Al filo del toque de queda, la caravana de jeeps del general Guillermo Ramírez cruza Concepción en vaivenes peligrosos. Esquivan grietas, escombros, autos atravesados, puentes rotos, atascos de tránsito. De un Hummer artillado que lo escolta, saltan dos GOE (comandos) a despejar un taco antes que el general haya siquiera pestañeado.

-Son buenos estos GOE -comenta acodado en la ventanilla de la camioneta-. Antes del grito de mando ya están en combate.

Pero su sonrisa de satisfacción se esfuma pronto. Un comando va con boina.

-¡Cabo!
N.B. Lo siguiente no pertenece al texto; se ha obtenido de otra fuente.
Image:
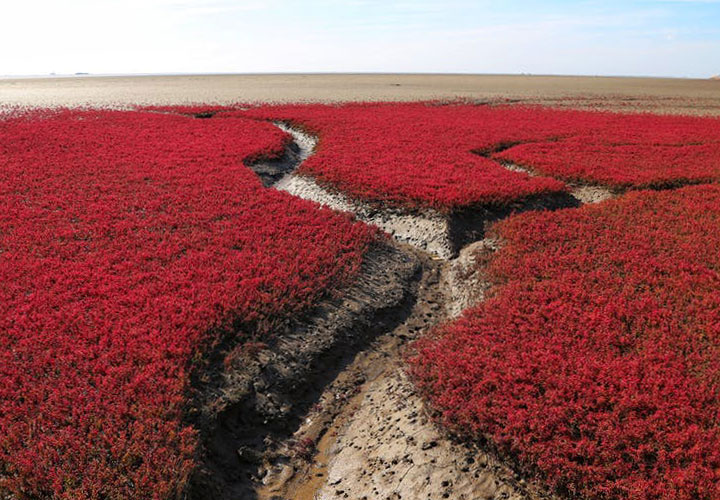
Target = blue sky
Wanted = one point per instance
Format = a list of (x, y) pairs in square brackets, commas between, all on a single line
[(635, 37)]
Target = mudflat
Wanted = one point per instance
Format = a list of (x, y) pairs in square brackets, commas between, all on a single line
[(671, 95)]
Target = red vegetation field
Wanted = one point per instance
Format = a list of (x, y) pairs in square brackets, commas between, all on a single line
[(597, 359), (128, 241), (448, 157)]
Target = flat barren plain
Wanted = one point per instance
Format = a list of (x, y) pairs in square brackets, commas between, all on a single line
[(665, 95)]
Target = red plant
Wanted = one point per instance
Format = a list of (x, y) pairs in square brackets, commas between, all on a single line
[(597, 359), (448, 157), (128, 241)]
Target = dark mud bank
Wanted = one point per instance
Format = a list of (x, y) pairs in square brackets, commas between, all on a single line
[(260, 398)]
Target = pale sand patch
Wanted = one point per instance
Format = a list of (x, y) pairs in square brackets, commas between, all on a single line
[(696, 96)]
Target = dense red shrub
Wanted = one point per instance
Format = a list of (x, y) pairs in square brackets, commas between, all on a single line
[(448, 156), (626, 151), (128, 241), (420, 154), (597, 359)]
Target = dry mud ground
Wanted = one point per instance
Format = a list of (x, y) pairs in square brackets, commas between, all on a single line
[(328, 412), (675, 95)]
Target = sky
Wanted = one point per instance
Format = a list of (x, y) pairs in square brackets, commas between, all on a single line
[(679, 38)]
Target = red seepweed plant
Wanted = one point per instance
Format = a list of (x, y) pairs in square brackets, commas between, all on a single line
[(128, 241)]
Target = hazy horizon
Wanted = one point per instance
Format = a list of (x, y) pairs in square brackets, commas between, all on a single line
[(636, 38)]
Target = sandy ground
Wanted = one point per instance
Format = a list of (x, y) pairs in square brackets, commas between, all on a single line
[(371, 434), (655, 94)]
Los quiero a todos con casco de combate. ¡No anda de vacaciones!

Le despejan la vía y seguimos raudos hacia Talcahuano. Dentro de la 4x4, Ramírez retorna a su hablar lento, su voz melodiosa y su tono más cercano a un empresario de viñas que a un general arengando a las tropas. Pero no hay que confundirse.
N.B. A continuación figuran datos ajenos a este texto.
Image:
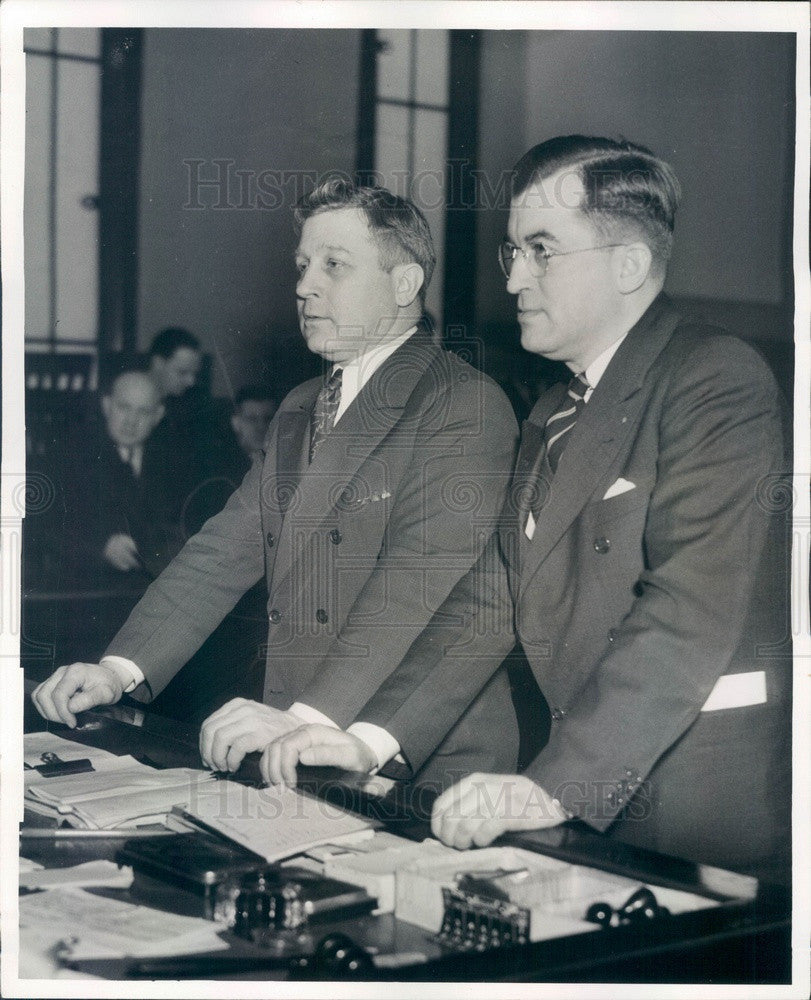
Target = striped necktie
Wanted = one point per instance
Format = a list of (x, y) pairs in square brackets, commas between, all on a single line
[(557, 427), (326, 406)]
Al verlo, uno no puede dejar de pensar en las vueltas de la vida: el general Ramírez estaba destacado en Antofagasta, en la 1ª División de Ejército, cuando ocurrió el terremoto de noviembre del 2007 en Tocopilla. Con 1.500 hombres se hizo cargo de levantar la ciudad en el suelo. Estuvo seis meses y lo despidieron con aplausos. En diciembre pasado, al alcanzar la sexta antigüedad del Ejército en la III División de Santiago, de pronto lo redestinaron a Concepción, con el cargo de comandante del Comando de Operaciones Terrestres (COT). No cumplía dos meses y le tocó el gran terremoto de 8,8.

-Nunca imaginé que me tocaría otro terremoto. Y menos que lo que aprendí en Tocopilla me serviría tanto de nuevo…

El domingo después de los saqueos, Bachelet lo nombró jefe de la Defensa para la Zona de Catástrofe en la VIII Región, casi con poderes de estado de sitio. Y de anónimo general de tropas, pasó a ser la cara visible para levantar una de las zonas más complicadas de todo el país afectado por el sismo: terremoto, maremoto, saqueos y ley de la selva en las calles. Su estilo se notó a penas puso pie en esta tierra cimbrada.

El general Ramírez llegó desde Santiago -donde lo sorprendió el terremoto- el domingo 28  a las 5 de la tarde, a Concepción, cuando todavía saqueaban y quemaban los últimos supermercados. En el vuelo se enteró de su nombramiento.

Bajó dando trancos en Carriel Sur, con una decisión tomada: arengó ahí mismo a las pocas tropas que recién llegaban. Según relata un oficial, sus palabras fueron: "¡No quiero por ningún motivo heridos de bala. ¡Les aseguro que lo van a pagar más caro ustedes que los malditos salvajes que andan saqueando!". Desde ese mismo instante se sacó la pistola del traje de combate y la dejó en la camioneta.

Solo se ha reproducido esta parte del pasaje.